And he's prone to hyperbole. In his latest column, he writes about "climate bombs," as if they're just waiting around the corner and due to go off any minute now.
As we continue to build up carbon in the atmosphere to unprecedented levels, we never know when the next emitted carbon molecule will tip over some ecosystem and trigger a nonlinear climate event — like melting the Siberian tundra and releasing all of its methane, or drying up the Amazon or melting all the sea ice in the North Pole in summer. And when one ecosystem collapses, it can trigger unpredictable changes in others that could alter our whole world.Yeah, sure. From the scientific papers I've seen, "tipping points" are just a big pile of maybes. Friedman is invoking them because it adds scariness to his sentiments. That's all. That's a lousy reason.
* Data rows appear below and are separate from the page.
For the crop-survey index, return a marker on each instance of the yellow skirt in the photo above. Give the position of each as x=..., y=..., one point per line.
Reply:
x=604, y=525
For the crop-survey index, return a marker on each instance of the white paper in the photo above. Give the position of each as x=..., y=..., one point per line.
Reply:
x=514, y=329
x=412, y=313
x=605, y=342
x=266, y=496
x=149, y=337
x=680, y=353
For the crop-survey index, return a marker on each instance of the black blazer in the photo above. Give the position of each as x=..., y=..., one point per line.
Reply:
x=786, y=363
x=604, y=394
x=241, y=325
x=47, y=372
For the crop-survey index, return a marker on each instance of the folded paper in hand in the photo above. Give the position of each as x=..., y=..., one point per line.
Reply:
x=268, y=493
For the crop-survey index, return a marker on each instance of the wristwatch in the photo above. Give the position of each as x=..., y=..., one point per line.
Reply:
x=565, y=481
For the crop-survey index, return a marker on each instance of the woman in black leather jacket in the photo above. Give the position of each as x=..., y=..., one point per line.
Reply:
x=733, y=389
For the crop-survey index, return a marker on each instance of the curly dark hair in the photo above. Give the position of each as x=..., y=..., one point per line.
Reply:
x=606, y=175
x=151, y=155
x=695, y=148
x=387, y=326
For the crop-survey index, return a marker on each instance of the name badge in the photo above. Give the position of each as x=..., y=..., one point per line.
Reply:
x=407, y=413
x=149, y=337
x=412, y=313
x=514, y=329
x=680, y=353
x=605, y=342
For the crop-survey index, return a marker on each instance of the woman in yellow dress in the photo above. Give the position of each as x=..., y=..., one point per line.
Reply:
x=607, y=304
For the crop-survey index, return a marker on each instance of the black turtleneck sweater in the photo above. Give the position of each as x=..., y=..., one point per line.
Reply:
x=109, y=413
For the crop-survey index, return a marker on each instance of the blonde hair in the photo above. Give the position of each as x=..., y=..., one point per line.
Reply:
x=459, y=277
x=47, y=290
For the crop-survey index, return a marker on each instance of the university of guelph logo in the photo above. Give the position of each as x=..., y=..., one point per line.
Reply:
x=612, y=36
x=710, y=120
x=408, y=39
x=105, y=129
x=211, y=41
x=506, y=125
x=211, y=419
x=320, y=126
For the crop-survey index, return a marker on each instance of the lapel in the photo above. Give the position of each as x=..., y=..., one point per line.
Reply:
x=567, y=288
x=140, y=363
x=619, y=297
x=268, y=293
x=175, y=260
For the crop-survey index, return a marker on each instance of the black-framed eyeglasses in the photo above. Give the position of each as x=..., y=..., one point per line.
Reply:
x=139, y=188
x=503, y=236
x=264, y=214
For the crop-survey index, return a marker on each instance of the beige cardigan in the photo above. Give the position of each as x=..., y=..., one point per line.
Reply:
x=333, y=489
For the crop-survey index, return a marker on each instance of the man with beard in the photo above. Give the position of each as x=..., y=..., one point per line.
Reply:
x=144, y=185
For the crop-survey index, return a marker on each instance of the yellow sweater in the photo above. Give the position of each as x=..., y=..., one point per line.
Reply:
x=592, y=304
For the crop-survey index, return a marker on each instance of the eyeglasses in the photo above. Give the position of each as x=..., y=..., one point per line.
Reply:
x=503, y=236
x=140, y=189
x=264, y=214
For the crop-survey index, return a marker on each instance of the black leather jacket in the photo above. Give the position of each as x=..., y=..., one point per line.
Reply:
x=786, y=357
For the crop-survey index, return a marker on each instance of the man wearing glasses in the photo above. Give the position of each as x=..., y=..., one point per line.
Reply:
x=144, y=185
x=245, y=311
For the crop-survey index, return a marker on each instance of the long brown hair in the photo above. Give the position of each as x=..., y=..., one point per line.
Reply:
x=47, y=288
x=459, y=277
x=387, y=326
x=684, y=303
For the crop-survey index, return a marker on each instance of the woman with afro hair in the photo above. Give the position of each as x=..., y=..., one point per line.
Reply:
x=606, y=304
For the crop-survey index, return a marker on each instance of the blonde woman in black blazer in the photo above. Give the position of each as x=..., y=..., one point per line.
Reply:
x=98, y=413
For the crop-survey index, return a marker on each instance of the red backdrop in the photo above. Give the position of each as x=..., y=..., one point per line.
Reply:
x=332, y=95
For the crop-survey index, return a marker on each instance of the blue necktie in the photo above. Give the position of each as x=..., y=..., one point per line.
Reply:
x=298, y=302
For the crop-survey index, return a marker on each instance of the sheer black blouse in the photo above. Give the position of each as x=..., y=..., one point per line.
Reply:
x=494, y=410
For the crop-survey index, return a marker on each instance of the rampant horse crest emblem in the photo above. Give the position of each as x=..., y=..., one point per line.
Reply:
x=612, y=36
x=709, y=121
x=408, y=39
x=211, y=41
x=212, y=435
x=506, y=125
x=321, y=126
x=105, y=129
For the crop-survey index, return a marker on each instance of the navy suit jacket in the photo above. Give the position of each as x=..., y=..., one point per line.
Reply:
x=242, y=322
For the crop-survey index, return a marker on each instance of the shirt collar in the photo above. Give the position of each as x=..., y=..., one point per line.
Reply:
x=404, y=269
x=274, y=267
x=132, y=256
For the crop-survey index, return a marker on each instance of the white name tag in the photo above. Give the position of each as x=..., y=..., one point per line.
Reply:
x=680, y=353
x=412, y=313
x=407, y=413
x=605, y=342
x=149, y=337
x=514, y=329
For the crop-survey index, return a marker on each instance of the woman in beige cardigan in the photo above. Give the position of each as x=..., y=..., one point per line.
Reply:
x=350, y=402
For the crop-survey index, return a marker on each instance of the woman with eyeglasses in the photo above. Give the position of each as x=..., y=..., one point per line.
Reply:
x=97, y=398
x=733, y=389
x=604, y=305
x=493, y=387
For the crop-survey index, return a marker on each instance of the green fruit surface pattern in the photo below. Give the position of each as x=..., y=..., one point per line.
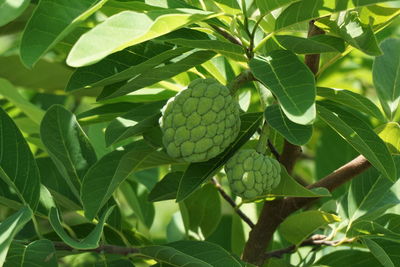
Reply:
x=200, y=121
x=252, y=174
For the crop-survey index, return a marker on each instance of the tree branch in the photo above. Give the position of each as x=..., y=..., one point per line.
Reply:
x=232, y=203
x=315, y=240
x=274, y=212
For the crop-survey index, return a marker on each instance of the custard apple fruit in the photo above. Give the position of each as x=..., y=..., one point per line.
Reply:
x=200, y=121
x=252, y=174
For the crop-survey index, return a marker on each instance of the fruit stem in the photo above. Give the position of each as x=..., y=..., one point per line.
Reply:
x=262, y=145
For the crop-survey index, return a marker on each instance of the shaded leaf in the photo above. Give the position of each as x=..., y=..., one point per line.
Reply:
x=135, y=122
x=351, y=100
x=128, y=28
x=312, y=45
x=18, y=169
x=123, y=65
x=310, y=9
x=67, y=145
x=91, y=241
x=390, y=134
x=38, y=253
x=291, y=81
x=196, y=253
x=202, y=210
x=296, y=228
x=197, y=173
x=295, y=133
x=11, y=9
x=386, y=76
x=50, y=22
x=10, y=227
x=108, y=173
x=360, y=135
x=166, y=188
x=153, y=76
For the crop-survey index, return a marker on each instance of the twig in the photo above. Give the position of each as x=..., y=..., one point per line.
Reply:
x=273, y=149
x=315, y=240
x=227, y=35
x=232, y=203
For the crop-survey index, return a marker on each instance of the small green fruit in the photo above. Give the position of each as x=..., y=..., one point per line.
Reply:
x=200, y=122
x=251, y=174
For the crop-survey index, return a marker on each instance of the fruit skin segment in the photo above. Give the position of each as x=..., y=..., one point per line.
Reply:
x=200, y=122
x=252, y=174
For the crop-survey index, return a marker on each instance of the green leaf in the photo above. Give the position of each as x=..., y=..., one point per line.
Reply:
x=197, y=173
x=128, y=28
x=18, y=169
x=268, y=6
x=38, y=253
x=10, y=227
x=290, y=81
x=155, y=75
x=67, y=145
x=123, y=65
x=166, y=188
x=378, y=252
x=203, y=210
x=360, y=135
x=310, y=9
x=289, y=187
x=191, y=253
x=91, y=241
x=390, y=134
x=368, y=229
x=312, y=45
x=296, y=228
x=295, y=133
x=56, y=184
x=50, y=23
x=348, y=257
x=386, y=76
x=8, y=91
x=196, y=39
x=369, y=195
x=348, y=26
x=135, y=196
x=351, y=100
x=108, y=173
x=135, y=122
x=11, y=9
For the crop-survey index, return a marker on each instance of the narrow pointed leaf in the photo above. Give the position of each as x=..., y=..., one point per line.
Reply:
x=296, y=228
x=360, y=135
x=351, y=100
x=191, y=253
x=290, y=81
x=67, y=145
x=50, y=22
x=108, y=173
x=158, y=74
x=10, y=227
x=123, y=65
x=128, y=28
x=18, y=169
x=296, y=134
x=198, y=173
x=38, y=253
x=91, y=241
x=306, y=10
x=312, y=45
x=386, y=76
x=11, y=9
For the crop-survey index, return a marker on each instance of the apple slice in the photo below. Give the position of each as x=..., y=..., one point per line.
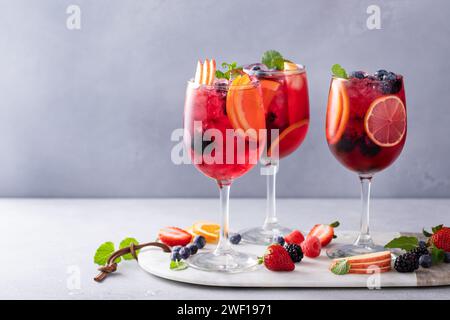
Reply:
x=198, y=72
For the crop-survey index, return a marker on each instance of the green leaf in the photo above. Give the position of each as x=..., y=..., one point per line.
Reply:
x=437, y=228
x=335, y=224
x=273, y=60
x=338, y=71
x=405, y=243
x=426, y=233
x=341, y=267
x=126, y=243
x=437, y=255
x=103, y=253
x=178, y=265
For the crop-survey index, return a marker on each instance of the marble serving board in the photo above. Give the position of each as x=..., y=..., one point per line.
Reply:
x=308, y=273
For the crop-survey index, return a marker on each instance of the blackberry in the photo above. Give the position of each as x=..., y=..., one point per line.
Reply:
x=407, y=262
x=295, y=252
x=419, y=251
x=368, y=148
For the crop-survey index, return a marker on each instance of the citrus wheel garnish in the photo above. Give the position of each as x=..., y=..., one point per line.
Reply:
x=337, y=111
x=244, y=107
x=293, y=136
x=385, y=121
x=209, y=230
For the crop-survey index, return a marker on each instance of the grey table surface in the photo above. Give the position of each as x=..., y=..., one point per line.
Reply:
x=48, y=244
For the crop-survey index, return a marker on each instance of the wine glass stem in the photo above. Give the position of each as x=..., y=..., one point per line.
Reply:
x=271, y=213
x=223, y=246
x=364, y=238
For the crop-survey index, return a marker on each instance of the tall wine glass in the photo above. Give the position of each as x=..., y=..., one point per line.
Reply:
x=366, y=131
x=286, y=103
x=222, y=126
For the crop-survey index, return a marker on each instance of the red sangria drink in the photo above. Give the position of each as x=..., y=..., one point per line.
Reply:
x=224, y=133
x=366, y=132
x=286, y=103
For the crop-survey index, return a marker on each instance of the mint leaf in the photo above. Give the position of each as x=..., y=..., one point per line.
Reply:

Nor is there any apparent "debt bomb." I've been hearing about the US's large debt since Carter was in office, and we keep adding gobs and gobs to it, and everyone is always appalled and yet it never seems to matter much, if any. Sure, we are paying about $300B/yr in interest service charges, but no one really seems to care or can really tell us why it matters now, and why it didn't matter 10 or 20 years ago. Where is that money going, anyway? Some of it to American bondholders, a good bit to Chinese bondholders. They're reinvesting it in putting up buildings and selling their crap back to us. Sure, we (ie America) is slowly losing ground in this big exchange, but so what? American is losing ground anyway? Americans have clearly chosen cheap crap from China over fiscal responsibility here. That's not going to change this year or next year -- it's essentially a constant. Frankly, the sooner America gets its ass kicked, and I mean seriously kicked, the better off the world will be, and probably us too.